AVF need a maturation process before its use. This process usually requires less than 6 weeks
and consists in a complex vascular remodeling process. Maturation can be considered as the
process leading to a newly created AVF being usable for hemodialysis; it encompasses
enlargement and thickening of the draining fistula vein, increasing the blood flow in the
absence of thrombosis and bleeding. According to the Kidney Disease Outcomes Quality
Initiative (KDOQI) guidelines, AVF is considered matured (and therefore usable for HD) if 6
weeks after AVF creation surgery: (a) its diameter is at least 6mm, (b) its depth less than
6mm, (c) flow rate is at least 600ml/min and (d) its length is at least 6cm in order to allow
a two needles cannulation. Delayed AVF maturation is a major complication that affects more
than half of the AVF. It can be defined as the delay or absence of maturation according to
KDOQI guidelines. The pathophysiology of delay or absence of AVF maturation is complex and
multifactorial. It mainly involves thrombosis, stenosis, endothelial dysfunction, and
hypercoagulability states.
In order to promote AVF maturation, the 2019 ERA-EDTA Clinical practice guidelines on peri-
and postoperative care of native AVF and grafts for HD in adults, propose some medical
treatments.
Antiphospholipid syndrome (APS) is an autoimmune disease, characterized by a prothrombotic
state affecting both arterial and venous vasculature. Classification criteria have been
proposed in 2006. In HD patient, up to 37% of patients have persistent aPL positivity. aPL
positivity has been associated with vascular access thrombosis in retrospective studies.

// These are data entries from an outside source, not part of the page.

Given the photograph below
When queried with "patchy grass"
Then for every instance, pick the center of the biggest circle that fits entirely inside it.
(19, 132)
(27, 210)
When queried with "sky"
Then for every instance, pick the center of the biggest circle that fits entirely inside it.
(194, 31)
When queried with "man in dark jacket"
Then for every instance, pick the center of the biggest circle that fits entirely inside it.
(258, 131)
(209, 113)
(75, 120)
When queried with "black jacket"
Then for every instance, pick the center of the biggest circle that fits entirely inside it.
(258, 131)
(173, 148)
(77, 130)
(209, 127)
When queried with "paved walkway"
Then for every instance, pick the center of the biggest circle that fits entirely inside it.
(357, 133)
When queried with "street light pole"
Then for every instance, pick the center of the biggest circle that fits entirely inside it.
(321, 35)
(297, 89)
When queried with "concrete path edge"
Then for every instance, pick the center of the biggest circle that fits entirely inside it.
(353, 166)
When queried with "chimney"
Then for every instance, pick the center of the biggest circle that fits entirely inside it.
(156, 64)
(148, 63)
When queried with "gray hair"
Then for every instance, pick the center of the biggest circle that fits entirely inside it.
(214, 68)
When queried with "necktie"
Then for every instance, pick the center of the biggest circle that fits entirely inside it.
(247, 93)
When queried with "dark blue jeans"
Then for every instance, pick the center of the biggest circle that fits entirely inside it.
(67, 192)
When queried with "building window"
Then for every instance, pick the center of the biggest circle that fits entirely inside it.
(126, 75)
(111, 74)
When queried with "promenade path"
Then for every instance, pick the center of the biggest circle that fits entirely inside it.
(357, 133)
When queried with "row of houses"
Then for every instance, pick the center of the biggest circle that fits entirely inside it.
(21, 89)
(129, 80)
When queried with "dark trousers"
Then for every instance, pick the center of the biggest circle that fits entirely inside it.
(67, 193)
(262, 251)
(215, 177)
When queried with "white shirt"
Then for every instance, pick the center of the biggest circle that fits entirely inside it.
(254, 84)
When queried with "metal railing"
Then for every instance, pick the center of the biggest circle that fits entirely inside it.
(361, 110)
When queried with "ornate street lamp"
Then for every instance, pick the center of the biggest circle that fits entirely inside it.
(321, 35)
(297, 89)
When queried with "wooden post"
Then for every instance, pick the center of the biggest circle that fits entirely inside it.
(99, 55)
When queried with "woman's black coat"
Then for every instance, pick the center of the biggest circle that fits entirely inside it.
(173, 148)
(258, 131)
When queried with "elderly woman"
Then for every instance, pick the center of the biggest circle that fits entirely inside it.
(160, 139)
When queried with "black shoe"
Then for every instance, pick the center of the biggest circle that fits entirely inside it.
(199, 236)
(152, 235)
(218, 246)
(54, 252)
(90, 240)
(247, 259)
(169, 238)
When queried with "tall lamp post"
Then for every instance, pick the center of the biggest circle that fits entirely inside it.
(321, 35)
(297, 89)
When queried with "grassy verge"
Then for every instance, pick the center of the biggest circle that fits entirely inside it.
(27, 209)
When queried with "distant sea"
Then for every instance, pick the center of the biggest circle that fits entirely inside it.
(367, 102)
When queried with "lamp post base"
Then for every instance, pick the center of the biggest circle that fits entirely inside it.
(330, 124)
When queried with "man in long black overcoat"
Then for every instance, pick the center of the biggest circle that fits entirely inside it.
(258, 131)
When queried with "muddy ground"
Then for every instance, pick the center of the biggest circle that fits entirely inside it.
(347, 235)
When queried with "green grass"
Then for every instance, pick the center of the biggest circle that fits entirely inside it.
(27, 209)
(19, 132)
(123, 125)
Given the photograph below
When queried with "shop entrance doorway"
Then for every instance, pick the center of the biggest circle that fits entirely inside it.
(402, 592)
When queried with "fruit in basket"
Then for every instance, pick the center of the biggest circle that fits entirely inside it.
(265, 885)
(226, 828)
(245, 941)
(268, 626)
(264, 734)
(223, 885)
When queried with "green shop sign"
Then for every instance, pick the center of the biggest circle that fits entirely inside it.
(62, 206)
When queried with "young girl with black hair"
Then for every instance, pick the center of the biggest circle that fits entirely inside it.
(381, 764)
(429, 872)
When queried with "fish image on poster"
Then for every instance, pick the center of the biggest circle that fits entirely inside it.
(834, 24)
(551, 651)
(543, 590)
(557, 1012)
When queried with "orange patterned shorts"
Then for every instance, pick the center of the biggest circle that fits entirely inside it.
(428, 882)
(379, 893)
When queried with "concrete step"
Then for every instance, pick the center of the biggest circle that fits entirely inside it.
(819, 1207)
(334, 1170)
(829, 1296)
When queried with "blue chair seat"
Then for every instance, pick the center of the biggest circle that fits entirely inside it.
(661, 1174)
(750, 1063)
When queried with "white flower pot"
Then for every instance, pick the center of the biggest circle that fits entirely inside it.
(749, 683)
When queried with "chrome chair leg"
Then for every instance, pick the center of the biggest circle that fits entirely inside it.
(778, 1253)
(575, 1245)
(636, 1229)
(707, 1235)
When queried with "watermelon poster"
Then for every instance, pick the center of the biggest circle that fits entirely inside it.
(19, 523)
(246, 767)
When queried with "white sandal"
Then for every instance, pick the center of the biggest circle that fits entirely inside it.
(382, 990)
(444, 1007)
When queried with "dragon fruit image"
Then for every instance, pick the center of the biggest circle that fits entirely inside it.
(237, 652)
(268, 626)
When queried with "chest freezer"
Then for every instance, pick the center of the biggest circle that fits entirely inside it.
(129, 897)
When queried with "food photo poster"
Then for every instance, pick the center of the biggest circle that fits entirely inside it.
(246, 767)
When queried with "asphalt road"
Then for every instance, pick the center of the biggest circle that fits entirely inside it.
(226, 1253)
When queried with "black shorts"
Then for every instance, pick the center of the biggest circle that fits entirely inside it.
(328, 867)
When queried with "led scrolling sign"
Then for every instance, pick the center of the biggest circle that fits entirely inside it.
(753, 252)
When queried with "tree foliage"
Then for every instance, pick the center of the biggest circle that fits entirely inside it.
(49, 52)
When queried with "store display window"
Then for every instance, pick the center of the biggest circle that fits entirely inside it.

The investigators performed a retrospective analysis of 113 patients in the HD department of
the Brugmann Hospital between 01/01/2019 and 01/08/2019. Unpublished data that are currently
under evaluation for publication, showed that the prevalence of APS and antiphospholipid
antibody positivity (aPL) without APS, was 18.5% and the prevalence of APS was 10.7%.
Antiphospholipid antibody positivity was identified as a risk factor for delayed AVF
maturation. In multivariate analysis, antiphospholipid antibody positivity and stenosis were
both independent risk factors for delayed maturation. There is a statistically significant
association between delayed native AVF maturation and antiphospholipid antibody positivity.
This association was independent of arteriovenous stenosis. This data suggest a potential
non-stenotic and/or non-thrombotic mechanism of aPL related delayed maturation of the AVF in
HD patients. More interestingly, a significant association between aPL positivity (with or
without antiphospholipid syndrome) and delayed AVF maturation was found. This association was
independent of stenosis.
Considering this association between aPL and failure of native AVF maturation, the aim of the
present study is to further evaluate this association in a prospective cohort and to further
identify a potential treatment option in order to reduce the prevalence of this very common
complication '(i.e. AVF delay or absence of maturation).